The Civil War, obviously, left an imprint on the United States that lasts even 146 years after it ended. But, for Jodie Mae Crawford, of Central, and her four siblings, the connection to that war is closer than most.

After all, their grandfathers — not great-grandfathers, but grandfathers — fought in the Civil War and survived it.

It is impossible to know how many people living in 2011 can say that, but it probably wouldn’t take long to call the roll.

It takes some impressive multigenerational longevity and some fortuitous birth order to achieve that feat.

“I believe that my dad was the last of his line of people, and I know that my mother was the youngest,” Crawford said. “So, I’m the youngest child of the youngest child. I never thought about too much of the fact that both of my grandfathers were in the Civil War, but I’ve heard stories.”

Her older siblings are Elme Sevario, of Baton Rouge; Johnnie Powers, of the Brittany community in Ascension Parish; Olive Kimball, of Toledo, Ohio; and Charles Drew Fridge Jr., of Sorrento.

According to online records at the Ohio State University website, both Robert Thomas Fridge Sr., Crawford’s paternal grandfather, and John Andrew Sides, her maternal grandfather, were part of the Confederate Army’s 1st Louisiana Cavalry Regiment’s H Company, which was formed in Baton Rouge on Oct. 5, 1861.

The regiment was outside Louisiana from November 1861 until April 1864, participating in more than 75 engagements. Sides, a corporal, was captured at Big Hill, Ky., and remained a prisoner of war until being returned to the Confederacy in a prisoner exchange in March 1865, Crawford said.

Sides’ return home near what is now Baker delighted and surprised his wife, Josephine.

“My grandmother had got up that morning and she said, ‘When John comes home, he’s going to have a feather in his hat,’” said one of Crawford’s sisters, Johnnie Powers, 92, who lives in the Brittany community in Ascension Parish. “Sure enough, when he came in he had picked up a feather out in the yard somewhere and he came in with that feather in his hat.”
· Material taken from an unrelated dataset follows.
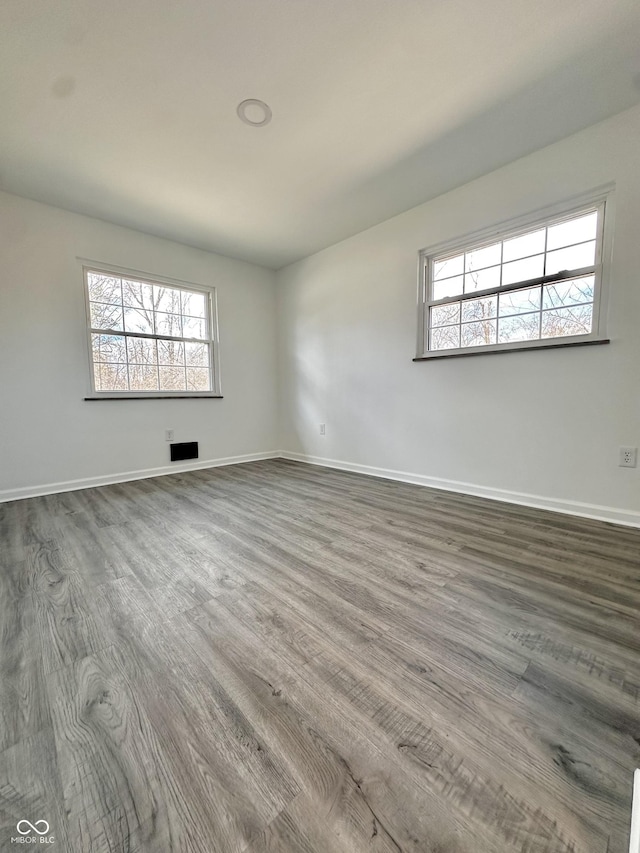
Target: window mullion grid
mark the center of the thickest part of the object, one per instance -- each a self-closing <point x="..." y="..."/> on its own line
<point x="498" y="294"/>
Crawford, 80, was born three years after Sides died in 1928 at age 92. Powers said she only has fleeting memories of him. Both he and Josephine were in wheelchairs in their later years. Both were born four years apart on July 28 — he in 1835, she in 1839 — so the family always held reunions to celebrate their birthdays. Crawford’s mother, Josie Mae, was the last of their 10 children.

The family has less information about Fridge, who was born in 1823 in Livingston and was a sergeant with the 1st Louisiana Regiment. Family lore has it that he was captured by Union forces somewhere near Baton Rouge but escaped and hid in a hollow tree to avoid being retaken.

Fridge died in 1881 and his wife, Jane, died in 1893. Their ninth child, Charles Drew Fridge Sr., was the siblings’ father.